Related Posts Plugin for WordPress, Blogger...

Add to Google


  • Anna Said,

    Thank you! You’ve simplified what I’ll be doing this weekend, getting ready to plant those peas.

  • Jane Said,

    Hi Leslie,
    How high do your pole beans climb? I am wondering if the stakes I use for my tomato plans will work for beans as well. I use The Tomato Stake. So easy and simple.


  • leslie Said,

    Hi Jane,

    We let the pole beans get very tall – there’s a picture of them with me ( or me with them) on the “about” page of this site. They were probably about 12 feet that year and would have gone higher if the poles were taller.
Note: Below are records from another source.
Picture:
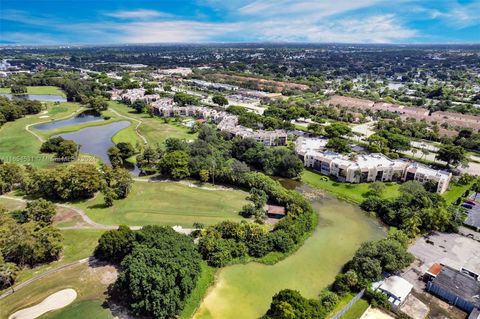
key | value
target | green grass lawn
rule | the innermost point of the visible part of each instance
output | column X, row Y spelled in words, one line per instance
column 78, row 244
column 357, row 310
column 17, row 144
column 90, row 284
column 91, row 309
column 168, row 203
column 53, row 90
column 351, row 192
column 155, row 130
column 247, row 289
column 73, row 128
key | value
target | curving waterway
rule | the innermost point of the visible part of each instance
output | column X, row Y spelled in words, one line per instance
column 245, row 291
column 96, row 140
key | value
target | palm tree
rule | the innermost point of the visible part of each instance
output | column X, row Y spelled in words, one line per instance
column 357, row 175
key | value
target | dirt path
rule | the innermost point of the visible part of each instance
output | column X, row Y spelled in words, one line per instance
column 132, row 119
column 57, row 300
column 42, row 275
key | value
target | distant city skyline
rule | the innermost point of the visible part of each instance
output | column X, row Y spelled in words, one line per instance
column 50, row 22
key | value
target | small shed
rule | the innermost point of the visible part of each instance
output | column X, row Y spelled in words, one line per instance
column 433, row 271
column 396, row 288
column 274, row 211
column 456, row 287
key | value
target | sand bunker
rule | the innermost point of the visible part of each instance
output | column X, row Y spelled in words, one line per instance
column 55, row 301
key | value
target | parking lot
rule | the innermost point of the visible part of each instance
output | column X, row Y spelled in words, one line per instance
column 473, row 218
column 453, row 250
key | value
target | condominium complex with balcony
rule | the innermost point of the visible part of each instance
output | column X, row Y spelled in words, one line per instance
column 364, row 168
column 225, row 122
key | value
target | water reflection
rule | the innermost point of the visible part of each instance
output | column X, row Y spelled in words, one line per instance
column 84, row 117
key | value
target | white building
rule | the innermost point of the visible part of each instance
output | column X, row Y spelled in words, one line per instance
column 226, row 122
column 396, row 289
column 365, row 168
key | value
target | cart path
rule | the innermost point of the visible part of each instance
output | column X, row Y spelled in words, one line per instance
column 30, row 281
column 92, row 224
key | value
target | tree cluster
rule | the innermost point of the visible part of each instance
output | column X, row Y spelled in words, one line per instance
column 73, row 182
column 370, row 261
column 160, row 268
column 226, row 242
column 416, row 211
column 215, row 156
column 27, row 237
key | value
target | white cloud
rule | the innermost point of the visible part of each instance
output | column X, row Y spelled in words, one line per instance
column 171, row 31
column 292, row 7
column 376, row 29
column 149, row 26
column 137, row 14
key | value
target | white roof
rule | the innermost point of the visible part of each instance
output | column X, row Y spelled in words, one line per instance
column 396, row 286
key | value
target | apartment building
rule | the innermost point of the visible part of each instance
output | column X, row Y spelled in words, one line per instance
column 364, row 168
column 452, row 119
column 225, row 122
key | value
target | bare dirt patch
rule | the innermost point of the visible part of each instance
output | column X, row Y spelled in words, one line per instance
column 55, row 301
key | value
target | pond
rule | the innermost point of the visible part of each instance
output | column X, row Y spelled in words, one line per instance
column 36, row 97
column 96, row 140
column 245, row 291
column 84, row 117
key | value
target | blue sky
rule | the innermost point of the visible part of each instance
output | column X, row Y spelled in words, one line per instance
column 193, row 21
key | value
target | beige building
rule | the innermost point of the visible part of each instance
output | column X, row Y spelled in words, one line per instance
column 366, row 168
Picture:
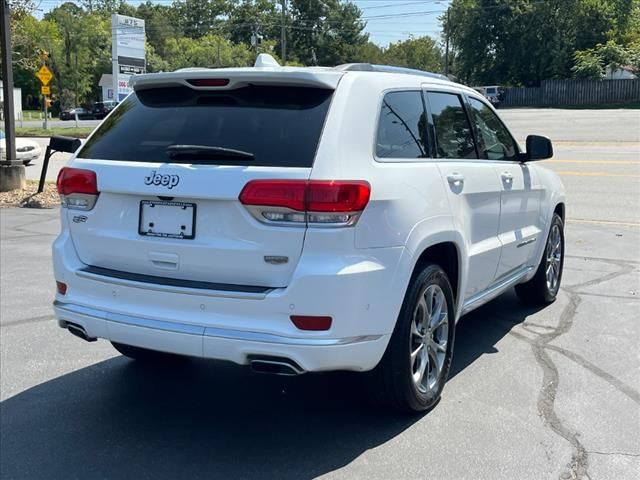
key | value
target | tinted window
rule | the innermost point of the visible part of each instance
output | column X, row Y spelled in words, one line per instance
column 494, row 141
column 453, row 133
column 402, row 126
column 280, row 126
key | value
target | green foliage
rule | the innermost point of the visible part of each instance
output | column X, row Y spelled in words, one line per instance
column 588, row 65
column 422, row 53
column 522, row 42
column 592, row 63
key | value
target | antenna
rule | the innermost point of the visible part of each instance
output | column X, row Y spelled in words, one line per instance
column 265, row 60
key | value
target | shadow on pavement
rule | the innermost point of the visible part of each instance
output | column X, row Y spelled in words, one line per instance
column 206, row 419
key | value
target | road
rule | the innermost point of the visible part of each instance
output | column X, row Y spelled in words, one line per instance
column 534, row 393
column 597, row 154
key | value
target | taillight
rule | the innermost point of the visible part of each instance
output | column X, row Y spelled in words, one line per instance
column 209, row 82
column 78, row 188
column 306, row 322
column 313, row 202
column 61, row 287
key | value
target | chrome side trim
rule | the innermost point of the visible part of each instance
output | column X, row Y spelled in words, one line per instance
column 214, row 332
column 494, row 290
column 171, row 289
column 527, row 242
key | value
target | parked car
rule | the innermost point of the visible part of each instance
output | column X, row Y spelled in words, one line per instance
column 304, row 220
column 102, row 109
column 70, row 114
column 26, row 150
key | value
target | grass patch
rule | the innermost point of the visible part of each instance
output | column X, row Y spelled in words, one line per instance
column 80, row 132
column 34, row 115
    Of course that doesn’t mean they MUST rise to such heights, but they ought to have at least 6 feet of support or you might as well plant bush beans. I went to the tomatostake site but couldn’t find specs, so don’t know if they’d qualify.

  • Hi Leslie,
    I like the idea of using saplings as supports for vining edibles. Getting double duty use in the garden is my motto!

  • leslie Said,

    Hi Shirley

    sounds as though you’ve found a way to use living trees as vegetable supports – I’ve never used them for anything except clematis, fearing the edibles would smother the trees. How do you do it?

  • Fran Said,

    Could you please tell me about the paper sacks, newspaper and straw that you are putting around your tomatoes? What is the order of the layering and do just water on top of the paper products?

    Welcome Fran,

    What you see is what we do; layering starts at the base of the plants. And yes, water is it in the dampening department. If you’re feeling ambitious or the day is very windy, you can wet the paper first to weigh it down a bit.